BOSTON, Mass. (WPRI) – Thursday, a mother and her daughter had a tearful reunion in Boston, after being separated for two months.
Angelica Gonzalez-Garcia embraced her eight year-old daughter, in tears, after being separated upon illegal entry into the United States.
“Es un sentimiento que es difícil de explicar,” said Gonzalez-Garcia. She says, it’s a sentiment that’s hard to explain.
Gonzalez-Garcia and her daughter are immigrants from Guatemala. After fleeing alleged domestic abuse and discrimination, she and her daughter crossed the border in hopes of getting asylum, but they were detained and separated. Both were taken to shelters in different states.
Rep. Katherine Clark, D-Massachusetts, helped speed up the reunification process.
“This amoral plan of separating families was put in place by the Trump Administration and they need to do everything they can. And I’ll be going back to Congress this week to say we have to treat these families with respect. Get these families back together, so that they can come to this country seeking the American dream, like so many of our families did when they came here. We have a great wrong to right. And we’ve taken the first step today,” Clark said Thursday.

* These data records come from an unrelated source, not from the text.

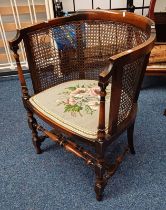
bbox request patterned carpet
[0,76,166,210]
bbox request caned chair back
[18,11,154,136]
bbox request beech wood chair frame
[9,10,155,201]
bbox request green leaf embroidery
[85,105,94,115]
[65,86,77,91]
[64,104,83,113]
[57,82,106,116]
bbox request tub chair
[9,10,155,201]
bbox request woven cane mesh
[117,56,145,125]
[26,20,149,93]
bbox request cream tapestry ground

The Trump administration is currently managing a series of court-imposed deadlines after a judge ordered the US government to halt most family separations at the border and the reunification of separated families.

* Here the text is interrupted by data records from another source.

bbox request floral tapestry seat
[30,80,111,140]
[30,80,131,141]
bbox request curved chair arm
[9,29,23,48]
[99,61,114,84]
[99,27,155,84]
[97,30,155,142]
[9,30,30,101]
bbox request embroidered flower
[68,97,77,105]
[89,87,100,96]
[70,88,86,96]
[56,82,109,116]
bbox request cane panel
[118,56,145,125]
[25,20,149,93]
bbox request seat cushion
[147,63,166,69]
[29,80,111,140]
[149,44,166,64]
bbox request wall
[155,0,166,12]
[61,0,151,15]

Gonzalez-Garcia did eventually file an asylum claim, and was released on bond on June 19th.
Getting her daughter right away would prove to not be as simple, which is why lawyers from two firms, plus the ACLU of Massachusetts stepped in to help.

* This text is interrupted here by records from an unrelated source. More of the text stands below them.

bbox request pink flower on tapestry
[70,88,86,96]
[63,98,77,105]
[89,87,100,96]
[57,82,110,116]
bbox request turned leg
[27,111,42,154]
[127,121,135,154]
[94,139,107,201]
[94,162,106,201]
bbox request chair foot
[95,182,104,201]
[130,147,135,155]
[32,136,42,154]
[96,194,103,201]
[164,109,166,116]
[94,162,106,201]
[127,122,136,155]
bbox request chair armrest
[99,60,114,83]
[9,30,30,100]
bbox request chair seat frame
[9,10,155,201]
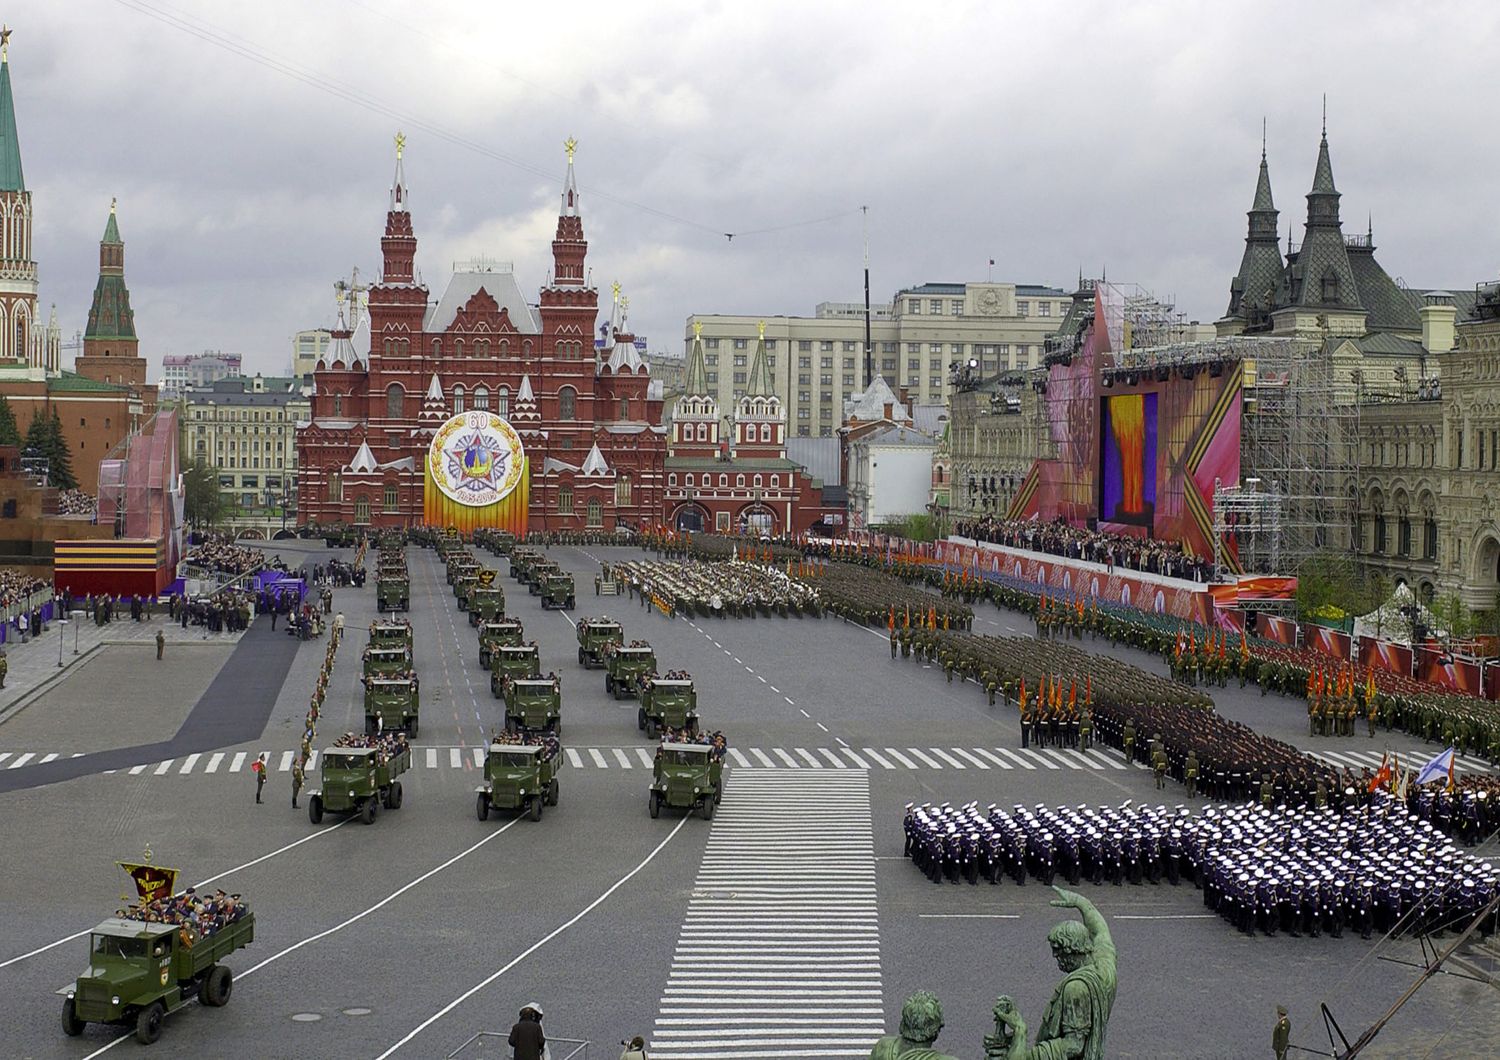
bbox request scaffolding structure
[1232,334,1357,575]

In filing a lawsuit, the ACLU described quote, “unmitigated cruelty,” saying an officer told Gonzalez-Garcia “Happy Mothers Day,” after saying her daughter would be taken away and she would never see her again.
“Ella es la razón estoy aquí. Buscando una mejor vida para ella y para mí mismo,” Gonzalez-Garcia said. “She is the reason Iam here. Looking for a better life for her and myself.”
Gonzalez-Garcia was never charged for illegal entry. She and her daughter plan to live in Massachusetts until their immigration case is resolved.
Meanwhile, the fate of other children separated from their families at the border remains unclear. Thursday, officials said under 3,000 children separated from their parents are in government custody.